No. Not a sewer sewer. A sew-er sewer, as in one who sews.
It all started six months ago, when I couldn’t find the curtains I wanted. I already had a valance on the window behind my kitchen sink. I wanted to add another short curtain, to cover the bottom half of the window. Like these curtains. Except without any obnoxious patterns or flowers.
The only curtains I could find that matched the valance were much too long. I bought them anyway, and then started looking for a 56″ black tension rod to hang them with. It had to be a black curtan rod, because the valance was hanging on a black curtain rod, and as I had picked out tab-top curtains, the curtain rod was very visible. And it had to be a tension rod, because I did not want to install any more hardware.
Guess what no one makes. Black tension rods. I had my choice of white or brass. I picked up a white one for a couple of bucks at Target, just so I could hang the curtains up to have some privacy. At their too-long length, the tension rod was hidden behind the valance, so I figured it would do.
I also picked up a sewing machine. That’s right, I purchased a $100 sewing machine to alter my $30 Target curtains.
And then I hung up the too-long curtains, and promptly forgot about my quest for a black tension rod, and my desire to shorten the curtains.
Until two weeks ago, when I found myself at Bed Bath and Beyond, and found a black tension rod.
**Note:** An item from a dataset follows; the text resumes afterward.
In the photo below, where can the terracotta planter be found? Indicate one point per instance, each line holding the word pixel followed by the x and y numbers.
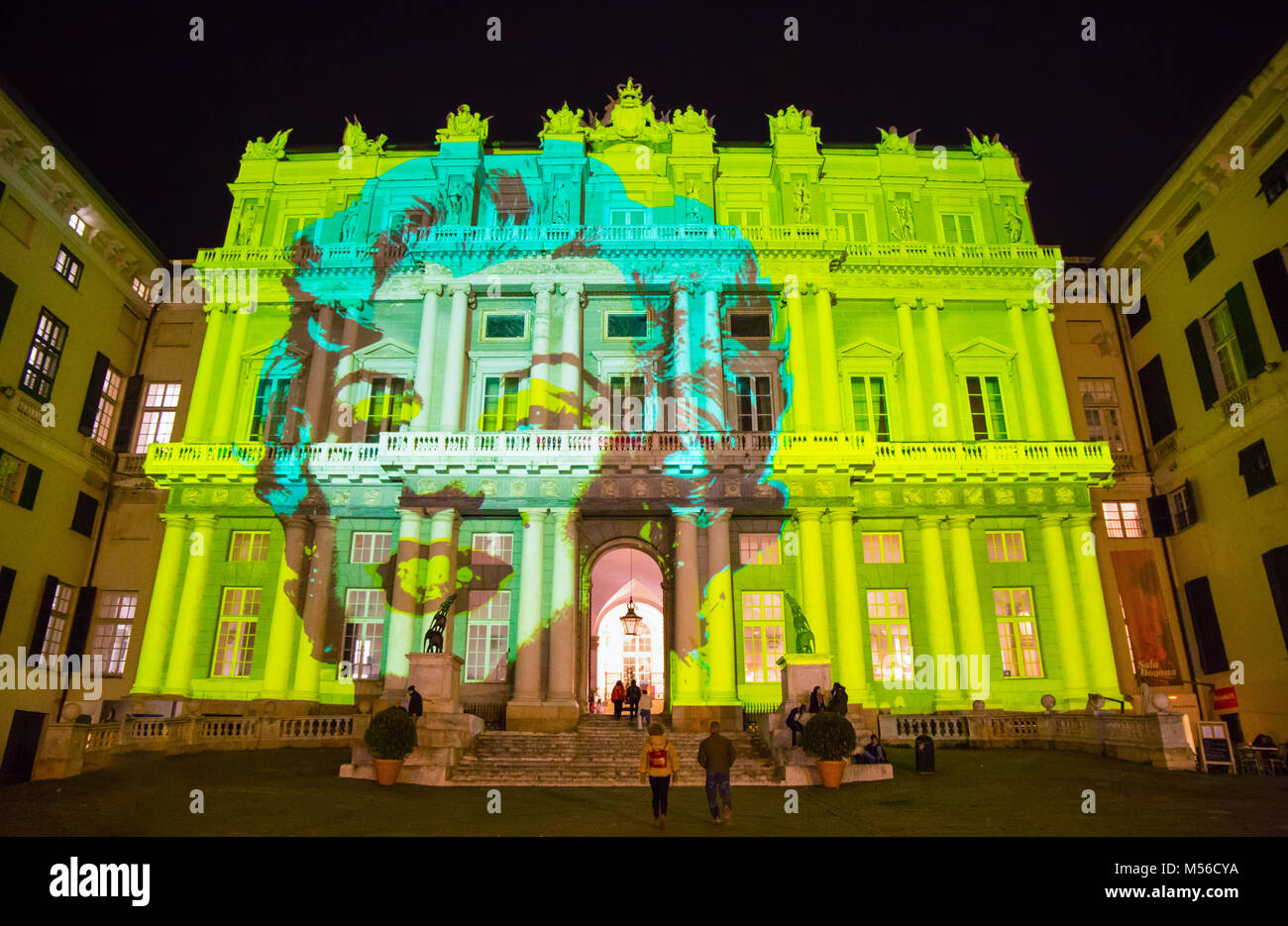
pixel 829 772
pixel 386 771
In the bath hardware department. Because shower curtain rods come in more colors than regular curtain tension rods. It was perfect, as the valance curtain rod is of a shower-curtain-rod diameter. I hadn’t thought of it before because I didn’t realize that shower curtain rods got that much shorter than a bathtub length. Apparently, though, they are expandable from 41 to 72 inches. Who knew?
And so, today, I took down my curtains and hemmed them. I called on all my sewing experience (a pair of shorts when I was 9, and I’m pretty sure my mom did half the sewing). I chopped a foot off the bottom of the curtains, ironed a new hem, and pinned it in place. I pulled the sewing machine out of the closet and made myself a bobbin. On my first try! I threaded the thread all through the machine – luckily for me, there’s directions for that written on my machine. After 3 tries, I got the bobbin in the machine. (Ok, ok, all you non-sewers, that part really is tricky!). I did a couple of practice runs on the cut-off curtain parts, to remember how to sew a straight line, and to figure out what length stitch matched the original stitch the closest. Not that anyone would know, seeing as I hacked off the original hem, but it just seemed like a good idea at the time. And then I sewed my curtains.
My stitching isn’t perfect. There are parts that don’t lay quite flat. If I ever wash the curtains, I imagine there will be some puckering due to imprecise ironing, pinning, and stitching. But it’s good enough for me. No one who visits my house will ever inspect my curtains that closely. And I know that I will never wash my curtains.